Why cuMemcpyHtoD and cuMemcpyHtoDAsync have almost the same performance tested at different CPU frequencies (1.5GHz and 2.8GHz) (copy 5M data)

Why cuMemcpyHtoD and cuMemcpyHtoDAsync have almost the same performance tested at different CPU frequencies (1.5GHz and 2.8GHz) (copy 5M data) .
test code:

Why would there be an expectation of different copy performance based on CPU frequencies?

1 Like

Because the GPU task is very small (only 5M data copy). In this condition, the performance should be different at different CPU frequencies. (CPU has a high occupancy)

CPU cores are not involved in these bulk copies, it is pretty much all memory controllers and DMA channels. The performance of data copies depends (to varying degrees based on the specifics of the copy operation) on the throughput of

(1) GPU memory (HBM2, GDDR6)
(2) PCIe interconnect (e.g. gen 4 x16) or NVlink
(3) system memory (typically DDR4)

If PCIe is used for host-device interconnect it clearly has the lowest throughput of these three entities and is therefore the main bottleneck for copies between host and device in either direction.

For copies to and from pageable host memory you may see a small performance difference when switching from, say, a system with 2 DDR4 channels to a system with 8 DDR4 channels, because such copies involve bulk copies within system memory.

My intention was to test the performance of CUDA software stack. So I only copy one byte repeatedly from host to device. Then I found different CPU frequencies have same performance.
If GPU has a small task(copy one byte data), CUDA stack become the major performance consumer. Why does it have nothing to do with CPU frequency?

According to the posted code the copy involvessizeof(char) * num bytes where num = 5 * 1024 * 1024. Which is a transfer size of 5 MB, not 1 byte.

If you were to copy 1 byte over and over gain between host and device the data throughput would be completely limited by PCIe overhead. PCIe uses packetized transfers, and the header size for one packet is on the order of 50 bytes, if I recall correctly. So if the payload of that packet is only 1 byte, the PCIe link will be busy but the payload data throughput will be low.
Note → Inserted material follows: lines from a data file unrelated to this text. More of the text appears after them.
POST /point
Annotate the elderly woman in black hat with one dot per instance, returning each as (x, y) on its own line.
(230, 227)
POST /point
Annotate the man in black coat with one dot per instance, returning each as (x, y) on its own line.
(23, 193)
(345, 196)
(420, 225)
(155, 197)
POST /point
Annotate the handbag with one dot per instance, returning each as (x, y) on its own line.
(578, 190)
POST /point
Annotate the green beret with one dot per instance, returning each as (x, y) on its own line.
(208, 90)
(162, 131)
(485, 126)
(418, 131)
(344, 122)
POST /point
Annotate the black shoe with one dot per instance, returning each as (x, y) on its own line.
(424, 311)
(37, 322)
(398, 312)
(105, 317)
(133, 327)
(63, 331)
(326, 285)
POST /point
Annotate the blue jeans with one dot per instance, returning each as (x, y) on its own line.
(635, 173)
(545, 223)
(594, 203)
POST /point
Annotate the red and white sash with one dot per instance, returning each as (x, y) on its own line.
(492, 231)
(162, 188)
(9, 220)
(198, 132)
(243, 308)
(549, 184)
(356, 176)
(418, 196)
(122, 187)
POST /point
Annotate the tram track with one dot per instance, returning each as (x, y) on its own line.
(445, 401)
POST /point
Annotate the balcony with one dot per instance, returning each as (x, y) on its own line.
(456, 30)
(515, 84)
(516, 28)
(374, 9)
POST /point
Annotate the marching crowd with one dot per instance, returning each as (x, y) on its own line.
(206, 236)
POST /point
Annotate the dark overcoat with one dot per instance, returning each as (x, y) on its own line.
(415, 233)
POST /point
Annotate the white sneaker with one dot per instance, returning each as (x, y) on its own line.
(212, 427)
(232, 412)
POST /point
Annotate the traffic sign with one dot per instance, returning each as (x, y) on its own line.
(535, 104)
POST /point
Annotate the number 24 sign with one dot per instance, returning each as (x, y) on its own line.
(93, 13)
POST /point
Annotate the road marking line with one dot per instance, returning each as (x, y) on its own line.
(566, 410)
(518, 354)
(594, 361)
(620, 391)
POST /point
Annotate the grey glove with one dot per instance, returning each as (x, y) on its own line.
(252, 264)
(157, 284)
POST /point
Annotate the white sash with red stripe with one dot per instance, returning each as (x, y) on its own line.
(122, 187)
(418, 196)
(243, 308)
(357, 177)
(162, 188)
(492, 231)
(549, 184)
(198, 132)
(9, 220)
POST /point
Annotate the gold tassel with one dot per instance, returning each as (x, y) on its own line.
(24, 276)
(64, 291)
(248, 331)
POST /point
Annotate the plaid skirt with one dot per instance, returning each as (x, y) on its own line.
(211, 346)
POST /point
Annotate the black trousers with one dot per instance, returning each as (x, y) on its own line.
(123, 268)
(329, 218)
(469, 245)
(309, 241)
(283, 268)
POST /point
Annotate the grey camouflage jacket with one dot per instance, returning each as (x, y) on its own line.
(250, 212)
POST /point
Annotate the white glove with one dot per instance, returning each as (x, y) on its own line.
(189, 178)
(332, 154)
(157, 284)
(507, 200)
Your observation about CPU utilization is entirely plausible in so far as each transfer between host and device also involves the execution of some CUDA driver code, and if your program makes hundreds of thousands or millions of one-byte transfers to the GPU per second, that little overhead adds up so it can keep one CPU core quite busy.

Your basic idea is correct, of course. A CPU with higher single-thread performance (and this would be implied when CPU frequency changes from 1.5 GHz to 2.8 GHz) will execute the layers of the CUDA software stack faster. But off the top of my head the only CUDA API operations where that should be readily observable is in malloc/free type of calls, as they are quite expensive. For CUDA API calls that primarily involve configuring / controlling hardware, such as data copies between host and device, the host-side software overhead will be quite small and I would not know how to isolate and measure that reliably.

Have you checked whether the CUDA profiler can report the host-side overhead of CUDA API calls to you?

1 Like

I try to use Nsight-system, but do not get the host-side overhead of CUDA API. Maybe it need some special configuration.

Maybe no such functionality is provided by the profiler. I have never needed this particular piece of data so have never tried to find out. What is the ultimate goal in determining the rather small host-side overhead of invoking a copy operation? As we have established, such an operation is ultimately limited by the throughput of the PCIe interconnect, i.e. hardware.

Host side duration of CUDA API calls is provided in the host timeline section of nsight systems GUI output. For example in the picture here (from this blog) look at the “CUDA API” timeline to see the trace of the CUDA API calls from the point of view of the host thread calling them. The trace includes a full duration indication, so overheads or other aspects can be evaluated from that.


I use Nsight-System to get the hos-side overhead of CUDA API. But where is the corresponding device-side overhead ?

I want to test the bottleneck of both host and device.
In some case, the performance may limited by host.
It can help me to analyse the performance of application.

For example,when copying one byte from host to device again and again, you said the bottleneck is PCIe. Is it possible for host to become a bottleneck if host send packets or commands too slowly?

In the picture that I previously linked, the device side activity is depicted in the yellow box. Roughly speaking, the upper half of the timeline area/display in nsight systems corresponds to host timelines/traces, and the lower half corresponds to device timelines/traces.

How can something become a bottleneck if it isn’t fully utilized? Certainly the time used by a host thread to send commands to the GPUs or configure the GPU is not available to other processing in that thread. But that does not create a bottleneck in the sense in the usual sense of the word.

What problem are you ultimately tying to solve here? It seems to me this is some kind of XY problem, where the Y part is the accurate determination of the time needed for host-side activity of certain CUDA API calls, and the X part hasn’t been revealed yet.

This topic was automatically closed 14 days after the last reply. New replies are no longer allowed.